Indexing and Classification

Indexing uses taxonomies and thesauri developed with input from professional organizations such as Institute of Electrical and Electronics Engineers, American Institute of Chemical Engineers, American Society of Mechanical Engineers, National Academy of Engineering, and Royal Academy of Engineering. Classification schemes map to standards from ISO, Dewey Decimal Classification, and collaborations with library consortia like CONSER and UK Research and Innovation, and incorporate controlled terms comparable to vocabularies used by PubMed, INSPEC, CAB Abstracts, PsycINFO, and ERIC for interoperability across discovery platforms at ProQuest and EBSCOhost.

Access and Platforms

Access is provided via subscription models negotiated by consortia including Jisc, CARL, Australian Research Council, Canadian Association of Research Libraries, and Consortium of Swiss Academic Libraries, and through platform integrations with ScienceDirect, institutional proxies at Shibboleth, and authentication services like OpenAthens.
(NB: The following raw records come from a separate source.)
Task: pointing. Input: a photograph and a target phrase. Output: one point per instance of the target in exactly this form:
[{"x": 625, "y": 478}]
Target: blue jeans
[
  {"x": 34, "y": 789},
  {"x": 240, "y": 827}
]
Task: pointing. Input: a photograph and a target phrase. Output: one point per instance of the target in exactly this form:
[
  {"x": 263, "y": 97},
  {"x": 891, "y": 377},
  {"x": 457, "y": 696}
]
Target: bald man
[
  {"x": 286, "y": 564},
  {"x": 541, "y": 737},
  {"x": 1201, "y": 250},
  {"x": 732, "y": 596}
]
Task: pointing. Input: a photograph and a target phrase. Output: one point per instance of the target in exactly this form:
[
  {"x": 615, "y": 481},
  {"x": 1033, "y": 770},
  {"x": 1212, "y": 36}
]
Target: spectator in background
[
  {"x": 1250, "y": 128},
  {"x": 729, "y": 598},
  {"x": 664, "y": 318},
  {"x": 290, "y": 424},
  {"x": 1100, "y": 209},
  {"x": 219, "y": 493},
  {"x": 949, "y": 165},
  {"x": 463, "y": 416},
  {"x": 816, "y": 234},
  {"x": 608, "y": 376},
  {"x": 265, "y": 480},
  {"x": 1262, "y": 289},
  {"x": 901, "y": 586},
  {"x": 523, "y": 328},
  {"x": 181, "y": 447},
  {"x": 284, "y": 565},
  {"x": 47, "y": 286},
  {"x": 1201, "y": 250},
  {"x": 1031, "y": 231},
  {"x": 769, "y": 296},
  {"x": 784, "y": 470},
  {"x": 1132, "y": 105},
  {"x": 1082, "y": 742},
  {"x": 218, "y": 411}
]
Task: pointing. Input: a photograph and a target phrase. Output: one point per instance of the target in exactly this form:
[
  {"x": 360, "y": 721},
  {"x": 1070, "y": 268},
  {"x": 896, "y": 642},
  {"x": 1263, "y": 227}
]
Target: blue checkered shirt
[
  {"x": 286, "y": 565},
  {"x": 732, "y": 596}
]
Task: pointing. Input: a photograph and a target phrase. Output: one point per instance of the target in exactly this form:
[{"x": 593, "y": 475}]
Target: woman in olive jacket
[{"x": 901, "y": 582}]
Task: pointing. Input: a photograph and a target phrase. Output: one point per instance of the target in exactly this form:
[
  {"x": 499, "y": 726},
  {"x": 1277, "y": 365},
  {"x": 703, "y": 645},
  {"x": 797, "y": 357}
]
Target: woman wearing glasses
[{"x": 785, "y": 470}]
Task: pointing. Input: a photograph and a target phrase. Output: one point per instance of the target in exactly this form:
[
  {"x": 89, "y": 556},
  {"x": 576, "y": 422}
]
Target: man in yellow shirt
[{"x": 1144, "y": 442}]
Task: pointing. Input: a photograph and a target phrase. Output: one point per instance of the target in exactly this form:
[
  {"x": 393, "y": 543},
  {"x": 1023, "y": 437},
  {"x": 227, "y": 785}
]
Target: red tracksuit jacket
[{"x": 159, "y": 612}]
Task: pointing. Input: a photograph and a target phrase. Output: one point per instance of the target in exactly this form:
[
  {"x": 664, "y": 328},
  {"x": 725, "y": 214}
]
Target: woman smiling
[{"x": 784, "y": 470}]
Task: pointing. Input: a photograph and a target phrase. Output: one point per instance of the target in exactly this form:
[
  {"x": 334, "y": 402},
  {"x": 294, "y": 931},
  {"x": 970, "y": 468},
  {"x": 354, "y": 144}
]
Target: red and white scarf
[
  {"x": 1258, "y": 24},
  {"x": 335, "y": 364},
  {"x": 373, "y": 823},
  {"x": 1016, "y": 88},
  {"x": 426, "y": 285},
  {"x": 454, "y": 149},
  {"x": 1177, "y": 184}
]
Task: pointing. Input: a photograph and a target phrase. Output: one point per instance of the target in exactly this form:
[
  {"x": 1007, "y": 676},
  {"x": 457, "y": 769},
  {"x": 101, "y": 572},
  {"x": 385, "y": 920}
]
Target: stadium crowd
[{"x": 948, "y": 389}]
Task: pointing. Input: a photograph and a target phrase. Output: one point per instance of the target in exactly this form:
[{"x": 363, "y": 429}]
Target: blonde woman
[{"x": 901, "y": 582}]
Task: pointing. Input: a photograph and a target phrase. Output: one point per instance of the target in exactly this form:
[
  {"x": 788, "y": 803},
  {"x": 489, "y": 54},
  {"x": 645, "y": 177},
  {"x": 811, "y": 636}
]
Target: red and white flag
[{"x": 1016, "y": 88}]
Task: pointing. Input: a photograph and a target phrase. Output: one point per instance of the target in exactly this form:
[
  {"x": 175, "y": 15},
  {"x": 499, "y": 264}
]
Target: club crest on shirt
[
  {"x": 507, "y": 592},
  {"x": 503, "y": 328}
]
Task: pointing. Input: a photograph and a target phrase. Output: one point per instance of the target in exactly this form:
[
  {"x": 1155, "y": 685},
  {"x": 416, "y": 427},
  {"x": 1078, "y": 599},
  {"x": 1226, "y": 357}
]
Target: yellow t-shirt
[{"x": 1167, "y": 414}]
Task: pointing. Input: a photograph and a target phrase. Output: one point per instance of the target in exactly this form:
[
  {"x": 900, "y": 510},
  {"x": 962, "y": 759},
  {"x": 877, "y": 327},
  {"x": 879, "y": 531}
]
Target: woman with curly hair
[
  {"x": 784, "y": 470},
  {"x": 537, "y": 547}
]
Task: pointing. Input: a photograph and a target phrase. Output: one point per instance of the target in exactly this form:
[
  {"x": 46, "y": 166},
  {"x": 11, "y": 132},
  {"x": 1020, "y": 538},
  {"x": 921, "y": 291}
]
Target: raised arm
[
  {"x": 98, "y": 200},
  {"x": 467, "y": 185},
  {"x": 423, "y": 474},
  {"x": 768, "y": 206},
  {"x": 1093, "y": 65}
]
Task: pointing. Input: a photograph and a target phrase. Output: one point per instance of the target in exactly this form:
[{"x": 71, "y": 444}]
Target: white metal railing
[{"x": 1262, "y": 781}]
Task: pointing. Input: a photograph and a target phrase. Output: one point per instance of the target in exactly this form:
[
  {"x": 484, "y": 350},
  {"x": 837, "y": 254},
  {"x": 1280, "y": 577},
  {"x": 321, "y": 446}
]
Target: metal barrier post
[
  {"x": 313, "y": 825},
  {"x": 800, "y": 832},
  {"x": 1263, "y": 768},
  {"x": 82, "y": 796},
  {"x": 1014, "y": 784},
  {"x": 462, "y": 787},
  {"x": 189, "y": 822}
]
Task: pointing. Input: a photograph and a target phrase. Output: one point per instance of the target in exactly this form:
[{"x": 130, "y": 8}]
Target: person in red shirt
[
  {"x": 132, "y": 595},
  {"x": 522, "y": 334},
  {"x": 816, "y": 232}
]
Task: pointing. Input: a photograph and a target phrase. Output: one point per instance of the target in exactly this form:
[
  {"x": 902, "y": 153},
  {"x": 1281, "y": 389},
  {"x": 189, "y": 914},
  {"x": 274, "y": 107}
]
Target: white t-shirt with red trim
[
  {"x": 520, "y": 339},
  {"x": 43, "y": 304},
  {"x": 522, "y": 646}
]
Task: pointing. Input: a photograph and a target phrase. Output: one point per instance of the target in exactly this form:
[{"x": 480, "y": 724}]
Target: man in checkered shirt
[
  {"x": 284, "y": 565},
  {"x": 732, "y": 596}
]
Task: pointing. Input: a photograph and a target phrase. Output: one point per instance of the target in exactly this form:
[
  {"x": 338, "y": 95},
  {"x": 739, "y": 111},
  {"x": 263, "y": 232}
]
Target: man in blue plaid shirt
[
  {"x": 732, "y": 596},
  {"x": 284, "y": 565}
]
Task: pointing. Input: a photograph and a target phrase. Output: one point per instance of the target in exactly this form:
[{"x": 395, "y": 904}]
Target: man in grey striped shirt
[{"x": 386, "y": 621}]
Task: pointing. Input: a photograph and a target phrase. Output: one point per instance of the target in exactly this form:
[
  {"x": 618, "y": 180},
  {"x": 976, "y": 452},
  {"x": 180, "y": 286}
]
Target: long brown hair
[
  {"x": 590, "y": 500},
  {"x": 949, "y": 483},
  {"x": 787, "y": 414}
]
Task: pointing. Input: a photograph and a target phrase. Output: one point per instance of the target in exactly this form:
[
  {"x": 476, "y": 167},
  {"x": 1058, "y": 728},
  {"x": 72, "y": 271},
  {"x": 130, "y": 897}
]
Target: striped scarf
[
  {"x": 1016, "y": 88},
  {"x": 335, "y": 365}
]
Libraries at institutions such as University of Toronto, University of Melbourne, National University of Singapore, Seoul National University, and Tsinghua University manage access using systems from Ex Libris and OCLC.

Impact and Reception

Researchers and institutions such as MIT Media Lab, Harvard School of Engineering and Applied Sciences, Stanford Engineering, Caltech Division of Engineering and Applied Science, and Princeton Engineering cite Compendex-indexed works in major outputs, influencing grant proposals to agencies like NSF, NIH, EU Horizon, DARPA, and DOE. It is referenced in bibliometric analyses conducted by groups at CWTS Leiden, Clarivate Analytics, Elsevier Research Intelligence, SciVal, and InCites and is used to assess research trends relevant to corporations such as Intel, IBM, Microsoft Research, Google DeepMind, and Facebook AI Research.

Criticisms and Limitations

Critiques raised by librarians and scholars at Association of College and Research Libraries, Special Libraries Association, American Library Association, COPE, and SPARC highlight issues including subscription costs affecting consortia like Jisc and CARL, coverage biases noted by researchers at University of California, University of Cambridge, University of Oxford, and University of Melbourne, delays in indexing observed by conference organizers such as ACM SIGGRAPH, IEEE ICC, ASME IMECE, and challenges integrating non-English outputs from institutions like Peking University, Fudan University, Universidad Nacional Autónoma de México, Universidade de São Paulo, and Indian Institute of Science.